Linda Bordoni spoke to Dr. John Haas President of the National Catholic Bioethics Centre in the United States about the event and, more generally, about the topic of aging and disability in today’s society, about the Church’s contribution to the issue, about the value – as Pope Francis has so often highlighted – of the experience, the memory, the contribution and the wisdom of the aged …
Dr. Haas, who was appointed by Pope Benedict XVIth to serve on the Governing Council of the Pontifical Council for Life, is moderating the first session of the Conference. He says the choice of focussing on issues regarding the aged is extremely topical in today’s world…
Dr Haas says that because of the current demographic trend the world population is aging and it is not being quickly replaced: “I think it is a very apt topic – these are grave social problems in most Western countries with an aging population, all kinds of ethical questions arise with regard to their treatment – end of life decisions have to be made”. “It can be “a very difficult time of life but it can also be a very beautiful time of life depending on how we go in to it” he said.
Commenting on the emphasis Pope Francis puts on the importance and value of the elderly, Dr. Haas says Francis has a profound impact on the way people think by virtue of his personality which leads them to “sit up and pay more attention”. He also says that Francis’ emerging “theology of compassion and of accompaniment” is fundamental in the way society treats its elderly. “I think that this call will really resonate with the faithful” he said.
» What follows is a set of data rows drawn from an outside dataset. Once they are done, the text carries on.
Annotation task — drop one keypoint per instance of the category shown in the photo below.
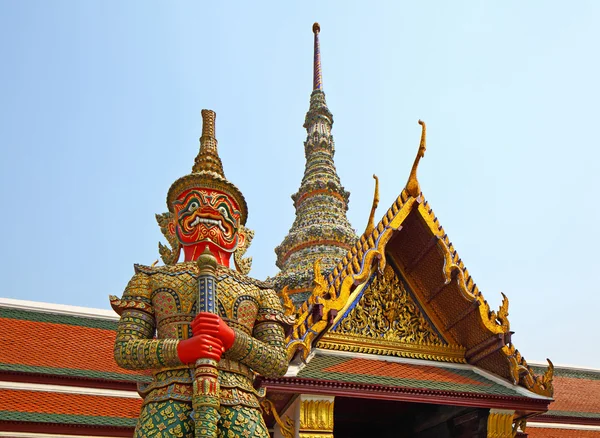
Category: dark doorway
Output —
(359, 418)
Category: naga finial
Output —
(371, 223)
(317, 78)
(412, 186)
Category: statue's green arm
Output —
(135, 348)
(264, 351)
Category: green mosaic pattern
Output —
(314, 370)
(70, 372)
(86, 420)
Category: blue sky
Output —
(100, 113)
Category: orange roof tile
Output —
(44, 344)
(576, 395)
(401, 371)
(68, 404)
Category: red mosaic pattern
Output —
(540, 432)
(401, 371)
(576, 395)
(69, 404)
(45, 344)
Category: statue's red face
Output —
(205, 215)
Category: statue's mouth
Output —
(208, 221)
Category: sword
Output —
(205, 400)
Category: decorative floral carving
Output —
(386, 310)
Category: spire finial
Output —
(371, 223)
(208, 157)
(317, 79)
(412, 186)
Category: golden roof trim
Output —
(360, 344)
(368, 254)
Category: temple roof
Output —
(429, 275)
(46, 407)
(411, 375)
(58, 375)
(74, 387)
(321, 230)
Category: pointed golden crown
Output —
(207, 171)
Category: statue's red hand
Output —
(199, 347)
(210, 324)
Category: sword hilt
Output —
(207, 282)
(205, 401)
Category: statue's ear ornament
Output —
(166, 222)
(243, 265)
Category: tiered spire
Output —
(321, 230)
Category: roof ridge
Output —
(58, 309)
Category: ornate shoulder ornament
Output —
(166, 222)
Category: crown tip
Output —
(208, 122)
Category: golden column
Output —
(500, 424)
(315, 416)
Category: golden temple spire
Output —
(321, 230)
(371, 223)
(208, 157)
(317, 77)
(412, 186)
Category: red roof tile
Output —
(401, 371)
(576, 395)
(46, 344)
(69, 404)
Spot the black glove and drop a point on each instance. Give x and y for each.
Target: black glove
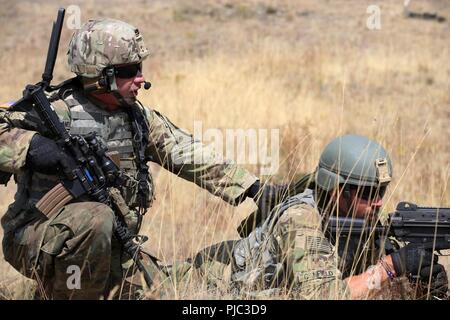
(414, 260)
(45, 156)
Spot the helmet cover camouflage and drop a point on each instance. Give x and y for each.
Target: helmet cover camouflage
(355, 160)
(102, 43)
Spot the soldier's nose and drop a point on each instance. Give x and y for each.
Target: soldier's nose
(139, 78)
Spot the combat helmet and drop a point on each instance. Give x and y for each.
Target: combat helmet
(103, 43)
(353, 160)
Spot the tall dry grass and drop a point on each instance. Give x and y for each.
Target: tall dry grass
(313, 75)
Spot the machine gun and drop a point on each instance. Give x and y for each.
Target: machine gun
(92, 173)
(427, 226)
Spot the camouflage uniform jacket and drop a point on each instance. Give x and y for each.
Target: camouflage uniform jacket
(292, 253)
(168, 146)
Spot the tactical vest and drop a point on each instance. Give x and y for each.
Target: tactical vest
(115, 128)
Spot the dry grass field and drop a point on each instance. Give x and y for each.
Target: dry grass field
(310, 68)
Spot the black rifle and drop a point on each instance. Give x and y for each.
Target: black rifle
(92, 172)
(427, 226)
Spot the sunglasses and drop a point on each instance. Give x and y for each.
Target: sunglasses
(128, 71)
(369, 193)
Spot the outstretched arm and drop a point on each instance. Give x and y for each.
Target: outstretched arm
(178, 152)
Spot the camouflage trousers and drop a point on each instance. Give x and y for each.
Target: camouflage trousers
(72, 256)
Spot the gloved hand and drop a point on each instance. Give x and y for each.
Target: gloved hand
(45, 156)
(268, 196)
(414, 260)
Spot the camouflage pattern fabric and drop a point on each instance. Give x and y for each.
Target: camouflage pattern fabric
(102, 43)
(294, 256)
(78, 237)
(23, 225)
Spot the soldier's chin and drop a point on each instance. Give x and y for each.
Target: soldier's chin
(130, 99)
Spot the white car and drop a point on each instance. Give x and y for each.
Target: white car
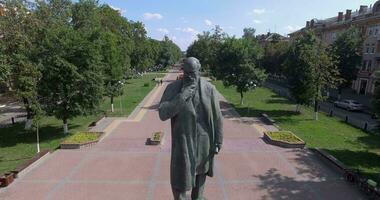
(348, 104)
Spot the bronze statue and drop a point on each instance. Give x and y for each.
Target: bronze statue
(192, 105)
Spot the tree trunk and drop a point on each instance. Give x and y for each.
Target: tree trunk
(65, 127)
(241, 98)
(112, 109)
(38, 139)
(339, 93)
(29, 120)
(316, 110)
(298, 108)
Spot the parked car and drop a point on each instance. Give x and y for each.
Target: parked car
(348, 104)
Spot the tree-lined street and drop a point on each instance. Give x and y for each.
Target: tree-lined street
(121, 166)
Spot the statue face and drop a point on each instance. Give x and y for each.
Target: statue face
(190, 76)
(191, 68)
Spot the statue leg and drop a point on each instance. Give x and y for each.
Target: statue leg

Dr. Haas speaks of his work and his concerns as a doctor, as a theologian and as a Catholic at the head of an important bioethical institution. He says “we probably do more consultations than any other in the United States – about 2000 individual consultations a year – our ethicists are on call 24 hours a day, 7 days a week – and probably the largest number of requests have to do with end-of-life care: decisions about whether or not somebody should be put on hydration nutrition, whether they should be put on a ventilator etc.”. “So many of the issues that surround the end of life are very difficult, and they are also unique. Every situation is somewhat different, in terms of one’s general health, of one’s position in society or within the family, in terms of one’s wealth even…” he said.
Dr Haas speaks about the role of Catholic Church in this delicate sector and explains that it is concerned about protecting , preserving and promoting the human person, “and there are constant threats to it, whether it is at the beginning of life or whether it is at the end of life” he said.
“What the Catholic Church brings, is an uncompromising commitment to defend the dignity of the human person. And when you have a society which is aging, which is not providing a lot of young people to come along and support the elderly, there can be the danger that human life can be compromised, can be discarded for financial reasons, for the ‘greater good of society’, but the Church is adamant on this and will not allow those kinds of considerations s ever to have a bearing on decisions made about somebody at the end of their life”.